Build & Learn
September 4, 2025

Real-time transcription in Python with Universal-Streaming

Learn how to build real-time voice applications with AssemblyAI's Universal-Streaming model.

Ryan O'Connor
Senior Developer Educator
Ryan O'Connor
Senior Developer Educator
Reviewed by
No items found.
No items found.
No items found.
No items found.
Table of contents

Learn how to build real-time voice applications with AssemblyAI's Universal-Streaming model.

Real-time transcription allows you to transcribe audio as it is generated, rather than submitting a complete audio file for transcription as with asynchronous transcription. Using Universal-Streaming, you can build voice agents, automated subtitles for live speeches, real-time meeting transcription, and interactive voice applications with industry-leading accuracy and ~300ms latency, which performance benchmarks show is up to 41% faster than some competing solutions.

In this tutorial, we'll learn how to perform real-time transcription in Python using AssemblyAI's Universal-Streaming model. We'll cover the complete implementation process, from environment setup through advanced configuration, along with troubleshooting tips to help you build production-ready voice applications.

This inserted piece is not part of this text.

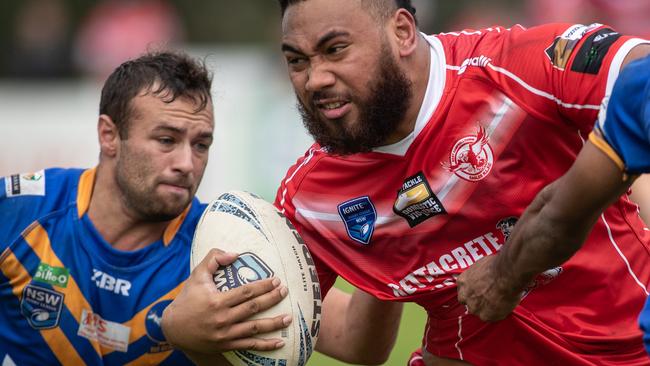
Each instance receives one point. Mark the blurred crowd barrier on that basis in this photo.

What is real-time transcription and when to use it

Real-time transcription processes audio as it's spoken, converting it to text with minimal delay. This is different from asynchronous, or batch, transcription where you submit a complete audio file and wait for the full transcript to be returned.

Choose real-time transcription when your application depends on low-latency feedback. For example, voice agents need to understand and respond to a user immediately to maintain a natural conversational flow, and as industry adoption trends indicate, businesses are rapidly adopting this technology to improve efficiency and customer experience. Other common applications include live captioning for events, real-time meeting notes, and interactive voice response (IVR) systems.

Getting started

For this tutorial, we'll be using AssemblyAI's Universal-Streaming model, which delivers immutable transcripts with ~300ms latency and intelligent endpointing designed specifically for voice agents.

You'll need an API key, so get one for free here if you don't already have one.

Universal-Streaming requires session-based pricing at $0.15/hour. Free accounts are limited to 5 concurrent sessions, while paid accounts have a default of 100 that automatically scales with usage.

Setting up the virtual environment

We'll use the AssemblyAI Python SDK for this tutorial, which provides high-level functions for interacting with Universal-Streaming. To install it, first create a directory and virtual environment for this project:

mkdir universal-streaming-demo && cd universal-streaming-demo
python -m venv venv

Next, activate the virtual environment.

On MacOS/Linux:

source ./venv/bin/activate

On Windows:

.\venv\Scripts\activate.bat

Install the portaudio system dependency:

Now, install the SDK and the additional extras:

pip install "assemblyai[extras]"

The extras contain additional packages for real-time transcription functionality, like getting the audio stream from the microphone.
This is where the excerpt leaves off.